Former CEO Bob Buckman flipped the standard business pyramid structure and threw out the practice of sectioning projects into isolated think groups when he opened the input doors with veritable open-source collaboration throughout the company via K'Netix. The cyber platform is essentially a set of forums that allow every member of the company to address concerns and questions for every client or company project. It was a groundbreaking achievement for Buckman, who literally wrote the book on building a knowledge-driven company (Building a Knowledge-Driven Organization, McGraw-Hill 2004).

"The whole community of K'Netix is centered around a culture to get people out of their silos," explains Katherine Buckman Gibson, chairman of the board.

The culture has helped the company grow into markets in 90 countries on six continents and build substantial cash reserves that continue to fund research and development.

And that culture also seems to carry Buckman's ideology out into the community.

"The way we look at it," continues Gibson, "we have 300 employees in Memphis. All of us live here and want it to be the best place to live."

Chief among her concerns, as you'd expect, is the health of local schools. Gibson is proud of the leading role the business community (i.e. Memphis Tomorrow, Memphis Fast Forward, etc.) has taken to improve Memphis through its nascent economic development plan, but she says the company's civic goal is to improve childhood education.

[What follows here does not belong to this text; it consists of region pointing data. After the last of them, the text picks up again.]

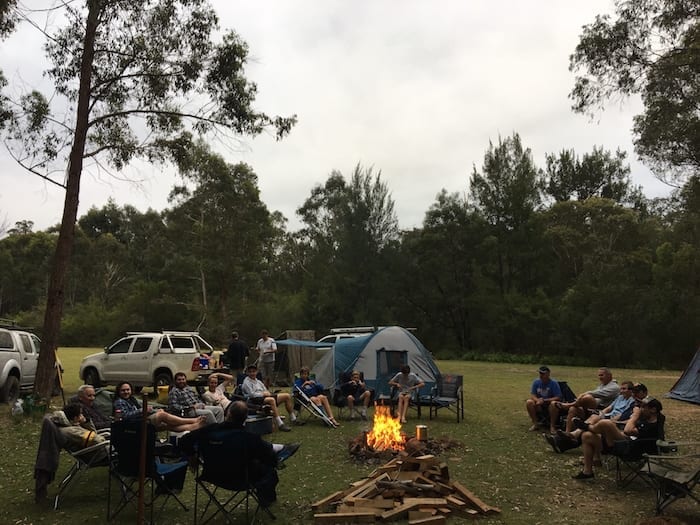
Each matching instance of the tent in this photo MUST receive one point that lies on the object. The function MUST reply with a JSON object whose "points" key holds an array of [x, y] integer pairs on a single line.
{"points": [[295, 348], [378, 356], [687, 388]]}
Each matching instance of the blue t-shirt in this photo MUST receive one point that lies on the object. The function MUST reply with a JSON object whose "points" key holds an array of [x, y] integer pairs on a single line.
{"points": [[545, 391]]}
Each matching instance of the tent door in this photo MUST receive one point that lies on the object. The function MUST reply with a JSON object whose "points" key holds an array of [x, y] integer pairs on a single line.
{"points": [[389, 363]]}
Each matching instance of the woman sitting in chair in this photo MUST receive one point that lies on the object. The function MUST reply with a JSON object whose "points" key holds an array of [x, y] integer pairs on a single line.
{"points": [[405, 382], [162, 420], [314, 391]]}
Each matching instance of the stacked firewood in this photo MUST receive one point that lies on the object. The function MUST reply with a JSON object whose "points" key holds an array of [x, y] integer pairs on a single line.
{"points": [[417, 488]]}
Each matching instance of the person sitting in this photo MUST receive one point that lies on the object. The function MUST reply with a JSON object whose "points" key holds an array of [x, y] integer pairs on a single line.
{"points": [[216, 392], [596, 399], [261, 458], [619, 411], [78, 433], [544, 390], [314, 391], [86, 398], [255, 390], [131, 409], [405, 382], [646, 424], [356, 392], [183, 401]]}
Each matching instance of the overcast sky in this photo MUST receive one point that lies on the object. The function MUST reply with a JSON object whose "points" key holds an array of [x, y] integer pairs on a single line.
{"points": [[414, 89]]}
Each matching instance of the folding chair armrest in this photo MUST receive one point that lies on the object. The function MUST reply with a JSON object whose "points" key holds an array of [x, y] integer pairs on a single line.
{"points": [[91, 448]]}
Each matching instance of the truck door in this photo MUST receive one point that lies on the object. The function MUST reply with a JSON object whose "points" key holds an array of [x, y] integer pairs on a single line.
{"points": [[137, 364], [29, 356]]}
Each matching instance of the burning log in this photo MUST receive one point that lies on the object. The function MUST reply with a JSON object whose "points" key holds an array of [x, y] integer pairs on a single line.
{"points": [[419, 488]]}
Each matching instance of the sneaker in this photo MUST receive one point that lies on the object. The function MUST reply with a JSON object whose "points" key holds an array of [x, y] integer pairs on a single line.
{"points": [[580, 423], [549, 438], [287, 451]]}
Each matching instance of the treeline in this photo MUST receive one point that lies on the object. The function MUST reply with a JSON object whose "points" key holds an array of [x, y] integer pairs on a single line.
{"points": [[567, 263]]}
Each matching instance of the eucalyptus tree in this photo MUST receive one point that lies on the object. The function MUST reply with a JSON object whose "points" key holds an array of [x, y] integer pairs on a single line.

Gibson admits that giving man-hours and money to benefit community scholarship also helps Buckman Labs. After all, Buckman wants to hire locally, but the company also boasts that nearly 80% of its employees worldwide have college degrees. Since Memphis has continually come up short in providing a deep, educated talent pool to fill the needs of leading local companies, that means Buckman has a personal interest in raising the scholastic bar if it wants to draw on the local job pool.